Hoffen auf gesunden Nachwuchs
Das erste Ei im Nest an der Kirchenwoy ist übrigens längst da. Das weiß man so genau, weil es eine Storchen-Cam gibt, die jede Minute ihr Bild aktualisiert. Einfach unter www.bislich.de links „Webcam“ anklicken und schon ist man quasi im Storchennest. Und so beginnt bald wieder die Zeit des Hoffens, dass der Storchennachwuchs diesmal überlebt. 2014 war die Brut wegen der vielen Nässe im Mai leider wenig erfolgreich.

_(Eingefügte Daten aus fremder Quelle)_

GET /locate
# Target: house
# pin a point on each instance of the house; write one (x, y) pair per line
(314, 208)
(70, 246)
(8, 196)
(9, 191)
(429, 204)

Andrang im Naturschutzzentrum
ZUR STIFTUNG Das ist geplant
Die Stiftung Störche NRW gibt es seit gut einem Jahr. Wer mehr wissen möchte, kann sich auf der Internetseite umsehen, die aber noch im Aufbau ist:
www.stoerche-nrw.de.
Neben Hans Glader gehören Stephanie Krüßmann und Hans-Gerd Kersten zum Vorstand, der dabei ist, Geld für die Verbesserung des Storchenlebensraumes zu sammeln. Dabei geht es den Akteuren sowohl um den Weißstorch als auch um den hier sehr seltenen Schwarzstorch. Einer lebt in der ehemaligen Sandgrube Boer in Schermbeck und ist vermutlich aus einem Gehege ausgebüxt. Denn eigentlich ist das Mittelgebirge seine Heimat.
Unter anderem hat die Stiftung vor, Flächen anzukaufen. Zudem sind mehr Nisthilfen geplant. Im Sommer sollen in der Wertherbrucher Isselniederung welche ihren Platz finden. Das Grünland ist ideal, so dass es vielleicht 2016 das große Storchenglück gibt.